Repository upgrades disabled

Logic: A code repository's settings have disabled the automatic merging of upgrade pull requests.

Why: Repository upgrades are essential for pipelines to keep using the latest available functionalities. Repositories that are not current can cause pipeline failures over time, affecting workflow stability and causing compute waste.

Recommendation: Use the fix assistant to allow upgrade PRs to automatically merge. Otherwise, manually navigate to the repository's settings by selecting Settings > Repository > Upgrades and tick the Automatically merge upgrade pull requests option.

Schedule always fails

Logic: The schedule has not succeeded in the past 30 days. The datasets that failed to build in that time are listed.

Why: In each run, the schedule tries to rebuild a dataset that never succeeded in the last 30 days, indicating a waste of resources.

Recommendation: Pause the schedule, apply fixes to the failing dataset(s), or remove the failing dataset(s) from the schedule.

Savings estimate methodology: Sum of computation cost the failing datasets on the branch over the last 30 days.

Schedule builds Code Workbook

Logic: The dataset has a Code Workbook JobSpec.

Why: Datasets in production and scheduled datasets should not be built in Code Workbook where possible; instead, they should be migrated to an application designed for in-production pipeline building such as Pipeline Builder or Code Repositories.

Recommendation: If a dataset needs to be scheduled, migrate the logic to Pipeline Builder or Code Repositories.

Schedule builds Contour analysis

Logic: The dataset has a Contour JobSpec.

Why: Datasets in production and scheduled datasets should not be built in Contour and should be migrated to an application designed for pipeline building, such as Pipeline Builder or Code Repositories.

Recommendation: If a dataset needs to be scheduled, migrate the logic to Pipeline Builder or Code Repositories.

Savings estimate methodology: The sum of computation cost the failing datasets on the branch over the last 30 days.

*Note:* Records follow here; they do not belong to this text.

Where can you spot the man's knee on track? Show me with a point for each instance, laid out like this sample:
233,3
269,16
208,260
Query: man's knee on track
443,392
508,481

Schedule builds trashed dataset

Logic: The dataset is in the trash.

Why: Even though a dataset is placed into the trash, the schedule is attempting to build it.

Recommendation: Investigate why the dataset is still in the schedule and either remove it from the trash or update the schedule.

Schedule does not abort on failure

Logic: The schedule does not have abort on failure enabled.

Why: If abort on failure is not enabled, monitoring waits until the schedule to finish even when there is a failed dataset within a schedule.

Recommendation: Enable abort on failure mode. This feature allows monitoring to be notified about the failure sooner and enables faster remediation.

Schedule exceeded duration mode disabled

Logic: The schedule does not have exceeded duration mode enabled.

Why: When a duration is set, this mode prevents Data Connection builds from indefinitely running during a network flake and prevents downstream outages.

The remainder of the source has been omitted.